How to find the maximum independent set in a network?

To find the maximum independent set in a network, we can use the greedy algorithm.

The maximum independent set is a set of vertices in a graph where no two vertices are adjacent. The greedy algorithm starts with an empty set and adds vertices to it one by one, making sure that each added vertex is not adjacent to any of the previously added vertices. This process continues until no more vertices can be added.
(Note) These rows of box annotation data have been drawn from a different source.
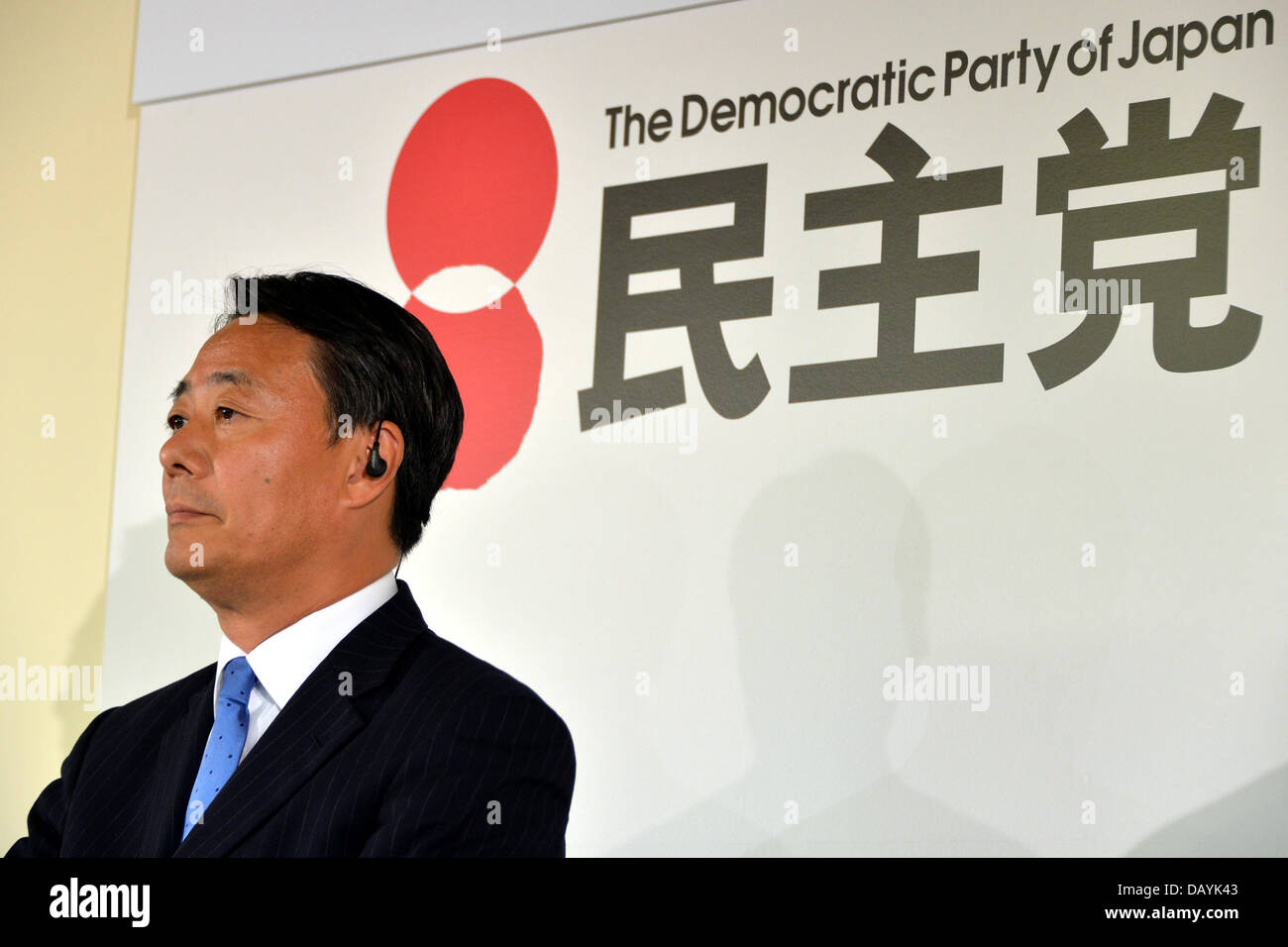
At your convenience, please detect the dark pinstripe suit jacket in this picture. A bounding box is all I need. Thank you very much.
[8,579,576,857]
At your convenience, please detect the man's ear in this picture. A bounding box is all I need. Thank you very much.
[344,421,406,509]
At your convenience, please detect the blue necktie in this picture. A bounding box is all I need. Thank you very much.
[183,657,255,839]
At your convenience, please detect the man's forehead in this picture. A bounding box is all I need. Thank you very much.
[170,368,268,401]
[170,320,310,401]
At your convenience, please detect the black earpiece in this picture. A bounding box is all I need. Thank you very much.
[368,421,389,476]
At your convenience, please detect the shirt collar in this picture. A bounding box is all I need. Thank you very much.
[211,573,398,711]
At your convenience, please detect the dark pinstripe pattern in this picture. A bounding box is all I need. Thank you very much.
[0,579,576,857]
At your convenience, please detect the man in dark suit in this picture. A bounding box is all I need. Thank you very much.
[8,271,576,857]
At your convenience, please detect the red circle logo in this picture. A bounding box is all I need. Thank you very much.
[387,78,559,489]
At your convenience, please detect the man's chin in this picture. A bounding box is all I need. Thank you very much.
[164,543,210,585]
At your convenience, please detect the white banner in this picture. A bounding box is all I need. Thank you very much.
[113,0,1288,856]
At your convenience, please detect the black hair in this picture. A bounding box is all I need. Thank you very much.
[215,270,465,556]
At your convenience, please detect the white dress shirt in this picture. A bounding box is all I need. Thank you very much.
[211,573,398,763]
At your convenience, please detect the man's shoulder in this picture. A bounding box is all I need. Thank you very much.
[100,664,215,721]
[398,631,563,724]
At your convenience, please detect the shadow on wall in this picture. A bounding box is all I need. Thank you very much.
[1127,767,1288,858]
[610,455,1029,857]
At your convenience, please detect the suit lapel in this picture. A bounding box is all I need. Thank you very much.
[172,579,433,858]
[139,680,215,858]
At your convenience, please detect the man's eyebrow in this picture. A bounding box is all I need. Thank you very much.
[170,368,265,401]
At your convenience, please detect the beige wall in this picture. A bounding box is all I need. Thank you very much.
[0,0,138,853]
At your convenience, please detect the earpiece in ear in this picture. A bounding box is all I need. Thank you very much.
[368,421,389,476]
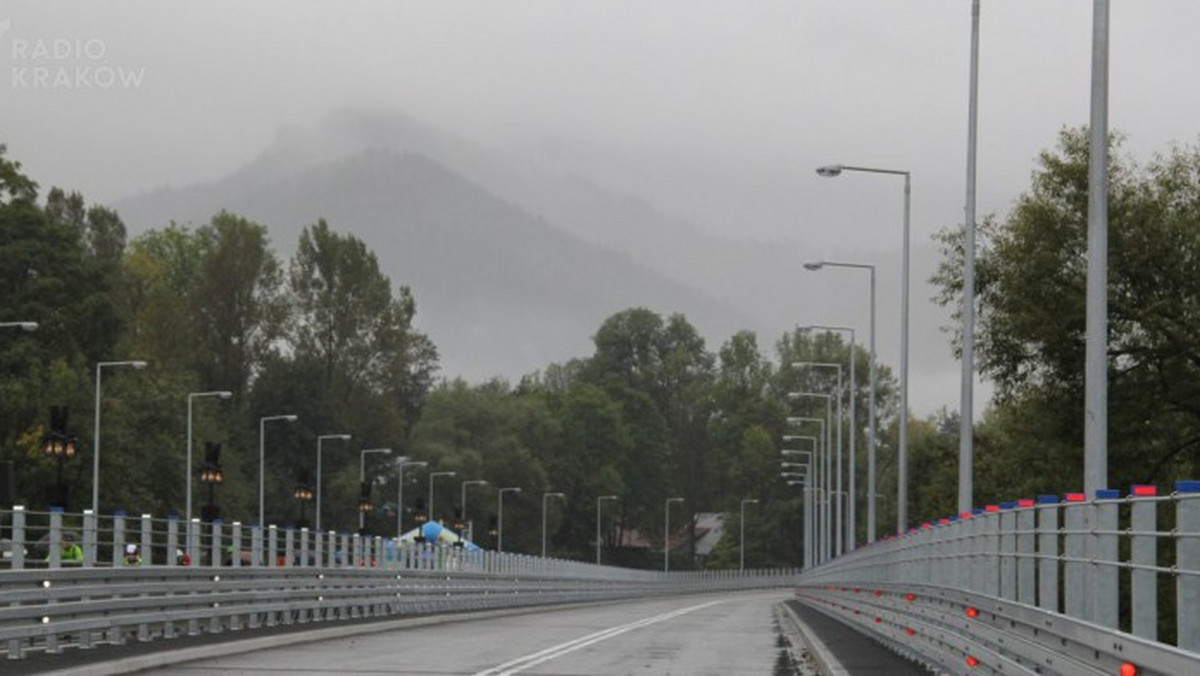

To implement the greedy algorithm, we can follow these steps:

1. Initialize an empty set S.
2. While there are still vertices in the graph:
a. Choose a vertex v that has the fewest number of neighbours.
b. Add v to S.
c. Remove v and its neighbours from the graph.
3. Return S.

Let's illustrate this algorithm with an example. Consider the following graph:

```
A---B---C
| | |
D---E---F
```

We start with an empty set S. Vertex A has the fewest number of neighbours (one), so we add it to S. We remove A and its neighbour B from the graph:

```
D---E---F
```

Now we choose vertex D, which has only one neighbour E. We add D to S and remove D and E from the graph:

```
F
```

Finally, we choose vertex F, which has no neighbours. We add F to S and return S:

```
S = {A, D, F}
```

Therefore, the maximum independent set in this graph is {A, D, F}.